A future/fantasy semi-alt hist I wrote to pass time on a plane ride.
"There are more things in heaven and earth
than are dreamt of in your philosophy."
-Hamlet (I, v, 166-167)
The Enlightenment bore a strange creature, one never before seen on a planet renown for spawning unnatural beings. This queer creature decided that it could fully comprehend the world, that it had discovered, in science and logic, the language of the cosmos. This intellectual anomaly that had been created soon spread like a virus among the population, killing the traditional beliefs in magic, spirits, gods, and the mythical. It tore down the altars to the various God and gods and replaced them with an altar to the only true goddess, Reason. But as one of their own philosophers observed, just because something occurred in the same way for as long as you have observed it, does not mean that it had to have always been that way and must always continue that way in the future. But they ignored this warning, and others like it. Secure in their powers of reason, they rejected the previous beliefs of generations past as myth fit only for the unenlightened. And in their pride of grasping Truth, the missed one simple fact. They were wrong.
Of course, for the longest time, they fought against this, defending their precious paradigm against all who dared question it. Thus although cracks appeared during the excess of the Romantics and the contempt of the Post-Moderns, they appeared to be nothing more than waves crashing futilely against the cliffs. Then one event came which swept away their beliefs like a sandcastle being destroyed by an indifferent child. The Invasion.
Suddenly the ridiculed beliefs of yesteryear became the accepted truths of this generation. For it seems that all those myths werent really the creative musings of a nonintellectual man. Instead, it appears as if they are, at their core, history. Magic, spirits, elves, daemons, vampires, werewolves, descriptions of these things were not born of imagination, but experience. Scientists, predictably enough, were quick to offer their own theories to explain this event. There were, they decided, multiple universes which continuously moved like floating wood in an ocean. Occasionally these universes would drift so close that the boundaries before them would become blurred, opening gates that allowed the inhabitants of one universe to travel to another. Then they would drift apart again, closing these gates stranding those inhabitants who had crossed them in the alien universe. It was long ago in the pre-history of man that the last gate had been created, causing the intermingling of universes which lived on in legends and myths, long after the gates themselves had closed and all the alien inhabitants had died. Now, this universe is again close enough to another universe to cause these gates to open once again. And just like humans have evolved since the last meeting, so too have the visitors.

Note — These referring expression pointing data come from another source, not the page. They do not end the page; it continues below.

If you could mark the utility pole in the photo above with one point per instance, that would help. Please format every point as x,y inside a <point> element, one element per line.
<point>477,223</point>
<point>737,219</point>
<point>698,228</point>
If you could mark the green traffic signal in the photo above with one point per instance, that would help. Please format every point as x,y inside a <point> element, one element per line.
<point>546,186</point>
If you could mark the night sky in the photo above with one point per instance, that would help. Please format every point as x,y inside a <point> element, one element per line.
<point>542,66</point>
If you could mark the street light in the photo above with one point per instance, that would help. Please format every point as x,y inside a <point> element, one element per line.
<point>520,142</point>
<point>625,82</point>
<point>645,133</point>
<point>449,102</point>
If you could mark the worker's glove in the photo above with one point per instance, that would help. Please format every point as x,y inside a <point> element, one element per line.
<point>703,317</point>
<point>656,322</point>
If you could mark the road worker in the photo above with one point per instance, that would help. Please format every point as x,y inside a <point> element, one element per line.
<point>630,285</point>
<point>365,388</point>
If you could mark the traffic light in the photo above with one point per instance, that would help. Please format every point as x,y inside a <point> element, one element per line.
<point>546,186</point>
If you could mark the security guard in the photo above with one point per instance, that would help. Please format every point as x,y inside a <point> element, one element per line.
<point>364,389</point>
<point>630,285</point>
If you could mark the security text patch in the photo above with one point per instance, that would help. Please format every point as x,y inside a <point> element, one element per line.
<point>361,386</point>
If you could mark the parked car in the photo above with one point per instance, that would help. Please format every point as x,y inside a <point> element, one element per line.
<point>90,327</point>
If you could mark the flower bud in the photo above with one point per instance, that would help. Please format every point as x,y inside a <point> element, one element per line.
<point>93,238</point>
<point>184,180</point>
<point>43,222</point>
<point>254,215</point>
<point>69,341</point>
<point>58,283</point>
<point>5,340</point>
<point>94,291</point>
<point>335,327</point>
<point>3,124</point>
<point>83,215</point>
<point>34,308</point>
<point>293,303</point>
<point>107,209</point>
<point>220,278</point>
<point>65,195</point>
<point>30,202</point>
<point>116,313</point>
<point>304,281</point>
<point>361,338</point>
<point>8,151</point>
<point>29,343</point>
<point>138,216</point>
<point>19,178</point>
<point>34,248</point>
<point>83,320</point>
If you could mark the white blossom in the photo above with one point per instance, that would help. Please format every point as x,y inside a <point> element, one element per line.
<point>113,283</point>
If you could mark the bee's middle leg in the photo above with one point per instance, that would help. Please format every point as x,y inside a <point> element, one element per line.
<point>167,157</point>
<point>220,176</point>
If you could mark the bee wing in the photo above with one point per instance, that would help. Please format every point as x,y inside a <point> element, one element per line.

It all started on the fringes of civilization, rumors wafting in from the interior of Africa, strange occurrences reported in the depths of the Amazon, strange experiences reported by the remote mystics of Asia. These reports, of course, were dismissed by the enlightened west, waved away like so many annoying gnats. It became harder to so easily dismiss, however, when evidence started to roll in, videos of strange creatures, never seen before, disappearance of many westerners who had been laboring in these areas, the complete disappearance of previously known human settlements, nature acting in ways that defied the label of natural. If we wished to impose organization and purpose on these first stragglers we might liken them to scouts arriving before the main army. For within a month of the first reports, more than just random sightings occurred. Instead, came what can only be described as armies, hundreds and thousands of alien visitors. We can only speculate what went through their minds when they first found themselves in a strange world, cut off from anything familiar. What we can be sure of is that rather quickly these beings decided that they would make this new world their new home, regardless of the opinions of those who already lived there.